58 In the same case Priestley JA said at 269:
The double jeopardy aspect in Crown appeals against sentence appears in another situation also: the court will in some cases where it is persuaded that the original sentence was inadequate, impose an increased sentence which is nevertheless less severe than that which the court thinks should have been imposed at first instance.
59 This approach has developed further so that a sentence imposed as a result of a successful Crown appeal will not only be generally less than that which should have been imposed by the sentencing judge but also will generally be towards the lower end of the appropriate range of sentence: Dinsdale v R (2000) 202 CLR 321. It seems to me that the concept of the "appropriate range" of sentence has been adjusted by the introduction of the standard non-parole period for certain offences, combined with the requirement to fix the non-parole period first. In this regard in Regina v Way the Court said at paragraph 53:
There is nothing in Division 1A to suggest that the statutory maximum ceases to provide a benchmark, or a reference point, in sentencing, so far as it is a manifestation of legislative intention as to the seriousness of the offence.
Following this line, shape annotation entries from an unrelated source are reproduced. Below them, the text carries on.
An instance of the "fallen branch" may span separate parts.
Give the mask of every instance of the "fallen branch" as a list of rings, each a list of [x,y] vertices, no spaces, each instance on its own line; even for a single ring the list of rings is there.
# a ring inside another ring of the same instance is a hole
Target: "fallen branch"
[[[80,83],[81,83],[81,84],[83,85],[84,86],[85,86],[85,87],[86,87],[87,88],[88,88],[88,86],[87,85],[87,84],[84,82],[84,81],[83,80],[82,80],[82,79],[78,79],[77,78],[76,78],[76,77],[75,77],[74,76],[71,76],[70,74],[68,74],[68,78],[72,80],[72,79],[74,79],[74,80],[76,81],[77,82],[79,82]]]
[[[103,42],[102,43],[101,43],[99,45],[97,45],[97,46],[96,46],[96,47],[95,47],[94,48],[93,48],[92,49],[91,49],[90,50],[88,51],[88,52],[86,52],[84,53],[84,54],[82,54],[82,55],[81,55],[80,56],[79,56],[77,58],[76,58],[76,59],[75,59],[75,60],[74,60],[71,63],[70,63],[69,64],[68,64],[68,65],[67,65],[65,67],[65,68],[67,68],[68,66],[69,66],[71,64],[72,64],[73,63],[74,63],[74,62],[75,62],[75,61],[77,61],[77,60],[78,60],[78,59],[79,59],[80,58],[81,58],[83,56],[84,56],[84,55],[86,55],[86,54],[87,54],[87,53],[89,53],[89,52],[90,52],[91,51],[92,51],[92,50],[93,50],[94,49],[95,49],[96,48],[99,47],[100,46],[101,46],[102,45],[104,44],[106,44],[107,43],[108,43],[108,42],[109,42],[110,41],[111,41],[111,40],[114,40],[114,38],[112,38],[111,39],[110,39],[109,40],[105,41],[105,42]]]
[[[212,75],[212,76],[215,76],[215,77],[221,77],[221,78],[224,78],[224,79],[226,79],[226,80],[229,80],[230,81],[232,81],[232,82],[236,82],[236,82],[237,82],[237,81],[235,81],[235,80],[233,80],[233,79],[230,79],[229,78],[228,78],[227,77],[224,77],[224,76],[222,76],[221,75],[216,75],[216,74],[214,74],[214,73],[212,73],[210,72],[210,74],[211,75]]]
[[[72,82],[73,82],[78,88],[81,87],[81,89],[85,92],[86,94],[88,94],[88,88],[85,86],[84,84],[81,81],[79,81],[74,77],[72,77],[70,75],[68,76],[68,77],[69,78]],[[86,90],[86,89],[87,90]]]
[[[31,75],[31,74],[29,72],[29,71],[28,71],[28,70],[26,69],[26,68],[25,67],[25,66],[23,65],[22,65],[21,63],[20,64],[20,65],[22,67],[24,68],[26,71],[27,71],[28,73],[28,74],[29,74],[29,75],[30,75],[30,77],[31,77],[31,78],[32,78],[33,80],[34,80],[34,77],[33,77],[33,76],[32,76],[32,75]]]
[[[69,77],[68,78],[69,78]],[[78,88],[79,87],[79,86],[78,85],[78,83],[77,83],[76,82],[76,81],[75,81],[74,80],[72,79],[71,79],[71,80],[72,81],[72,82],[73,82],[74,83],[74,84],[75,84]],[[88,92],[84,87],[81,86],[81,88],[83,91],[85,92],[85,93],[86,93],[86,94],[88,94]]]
The focus is, however, likely to shift more towards the standard non-parole periods where they apply, since they may be taken to express a legislative intention as to the minimum periods of actual imprisonment, which are appropriate for the relevant offences.
60 The consequence is that when the Court of Criminal Appeal is imposing a sentence as a result of a successful Crown appeal, the focus is more on the recognition that the standard non-parole period is a reflection of the middle range of objective seriousness for the offence where the offender was convicted after trial (Way at par 68) and then, on considering the conduct against that reflection in coming to what is an appropriate sentence, applying the principle of double jeopardy.
61 It is clear that the sentencing judge regarded these offences as extremely serious. Although he did not differentiate between the two offences it seems to me that the offence in which the respondent reached for the prohibited firearm during arrest is more serious than the offence in which he remained passive on arrest. In Regina v Penisini; Regina v Lagi; Regina v John Taufahema [2003] NSWSC 892 Wood CJ at CL in considering offences under s 7(1) of the Firearms Act 1996 said:
96. I would add, in relation to the firearm offence, that reference to the Judicial Commission statistics would tend to suggest that insufficient consideration has been given to the degree of seriousness with which the legislature regards such offences, as indicated by the maximum available sentence of imprisonment for 14 years. In part, that may be due to the fact that the population of recorded cases, where non parole periods or fixed terms were imposed, is very small (only 7 in number), or to the fact that some of those cases may have predated the increase in the maximum sentence. In those circumstances, and bearing in mind the serious aggravation involved where the offender who uses or possesses an unlicensed handgun was on parole, I regard it as necessary to impose a sentence above the range which the statistics would otherwise disclose.
97. In this regard, the observations of Howie J in R v Shankley (above), citing R v Oliver (1980) 7 A Crim R 174 and R v H (1980) 3 A Crim R 53, are apposite;
"a consideration of the maximum penalty prescribed for an offence is fundamental to a determination of the appropriate sentence to be imposed … It represents the public's view of the seriousness of the crime." (At para 19)
98. That was the case where, upon a crown appeal, a sentence for a firearm offence, by an offender who had been subject to a bond for similar offences, was increased, after allowance for double jeopardy, from a term of imprisonment for four years with a non parole period of 3 years to one of imprisonment for six years with an non parole period of two years and three months, the latter being significantly reduced because of the accumulation of the sentence upon that imposed for another offence, so as to restore the statutory ratio between the total effective sentence and the total non parole period.
99. The decision underlines, in a clear and obvious way, the proper approach to be taken to firearm offences in the case of offenders such as the three persons now before the Court who were on conditional liberty, particularly where they had prior convictions involving the use or possession of firearms, and it provides a much more certain guide than anything which might emerge from the sentencing statistics.